What is the problem that your feature request solves

I archived a page form Wechat Open Platform (such as https://mp.weixin.qq.com/s/ri4nDgPQo4OVWaIWG9EQZA) but I found that all images on the page can't be archived. (https://archive.sager.wang/archive/1580637904/mp.weixin.qq.com/s/ri4nDgPQo4OVWaIWG9EQZA.html)

and the title also show "Unable to detect page title" in index of the archive box.

WeChat is the biggest IM in China and it has the strictest censor there.
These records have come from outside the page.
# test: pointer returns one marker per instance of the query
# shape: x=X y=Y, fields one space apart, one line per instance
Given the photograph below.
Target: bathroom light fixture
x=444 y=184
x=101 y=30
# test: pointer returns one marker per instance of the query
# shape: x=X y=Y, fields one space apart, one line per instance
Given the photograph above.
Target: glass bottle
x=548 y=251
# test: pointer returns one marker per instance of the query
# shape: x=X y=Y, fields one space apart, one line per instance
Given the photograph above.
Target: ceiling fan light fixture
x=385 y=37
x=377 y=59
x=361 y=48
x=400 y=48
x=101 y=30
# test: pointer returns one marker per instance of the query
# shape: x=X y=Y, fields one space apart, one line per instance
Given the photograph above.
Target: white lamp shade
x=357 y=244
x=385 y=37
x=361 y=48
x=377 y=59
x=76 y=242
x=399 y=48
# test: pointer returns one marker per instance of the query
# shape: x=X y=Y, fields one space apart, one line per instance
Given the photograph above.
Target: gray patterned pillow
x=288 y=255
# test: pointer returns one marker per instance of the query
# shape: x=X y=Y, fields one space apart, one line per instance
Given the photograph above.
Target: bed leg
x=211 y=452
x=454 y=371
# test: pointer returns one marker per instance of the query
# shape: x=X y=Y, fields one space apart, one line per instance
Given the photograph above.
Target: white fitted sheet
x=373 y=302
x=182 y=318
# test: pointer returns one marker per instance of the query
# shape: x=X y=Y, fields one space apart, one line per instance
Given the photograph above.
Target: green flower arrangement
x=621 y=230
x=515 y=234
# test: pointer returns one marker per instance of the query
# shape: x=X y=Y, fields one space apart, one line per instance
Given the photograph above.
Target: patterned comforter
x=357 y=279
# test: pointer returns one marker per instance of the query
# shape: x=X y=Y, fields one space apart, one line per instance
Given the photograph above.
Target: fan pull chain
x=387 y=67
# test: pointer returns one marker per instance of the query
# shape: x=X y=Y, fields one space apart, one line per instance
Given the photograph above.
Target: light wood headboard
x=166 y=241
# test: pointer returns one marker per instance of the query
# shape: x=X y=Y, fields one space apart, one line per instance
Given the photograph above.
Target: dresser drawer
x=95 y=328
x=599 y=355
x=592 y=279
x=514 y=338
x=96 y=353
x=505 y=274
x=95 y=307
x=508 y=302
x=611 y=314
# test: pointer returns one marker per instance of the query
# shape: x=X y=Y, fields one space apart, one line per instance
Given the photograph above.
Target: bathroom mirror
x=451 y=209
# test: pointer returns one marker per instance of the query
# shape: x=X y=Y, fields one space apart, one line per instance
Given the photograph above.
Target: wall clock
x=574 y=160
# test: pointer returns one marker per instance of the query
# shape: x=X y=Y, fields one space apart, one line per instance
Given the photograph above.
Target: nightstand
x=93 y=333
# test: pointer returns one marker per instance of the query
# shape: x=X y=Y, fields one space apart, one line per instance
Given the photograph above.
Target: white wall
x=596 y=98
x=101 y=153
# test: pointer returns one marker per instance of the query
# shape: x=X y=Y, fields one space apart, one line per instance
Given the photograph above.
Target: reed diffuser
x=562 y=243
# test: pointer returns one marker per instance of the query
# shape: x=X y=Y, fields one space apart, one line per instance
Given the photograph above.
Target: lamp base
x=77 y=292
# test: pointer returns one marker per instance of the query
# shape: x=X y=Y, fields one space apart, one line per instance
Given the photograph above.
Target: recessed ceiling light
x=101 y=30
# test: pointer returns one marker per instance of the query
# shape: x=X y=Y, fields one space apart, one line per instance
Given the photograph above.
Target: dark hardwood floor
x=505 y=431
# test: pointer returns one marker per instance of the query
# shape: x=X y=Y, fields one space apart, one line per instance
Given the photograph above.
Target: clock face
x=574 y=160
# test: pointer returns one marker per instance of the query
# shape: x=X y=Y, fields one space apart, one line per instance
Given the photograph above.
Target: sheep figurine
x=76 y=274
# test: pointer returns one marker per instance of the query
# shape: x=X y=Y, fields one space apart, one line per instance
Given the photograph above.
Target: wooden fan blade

So I am hopping archive box can archive the page with images.

I am sorry for my bad English :-)

Describe the ideal specific solution you'd want, and whether it fits into any broader scope of changes

I hope archive box can archive the page (with images) from Wechat Open Platform.

What hacks or alternative solutions have you tried to solve the problem?

archive.is can archive the page from wechat open platform with images.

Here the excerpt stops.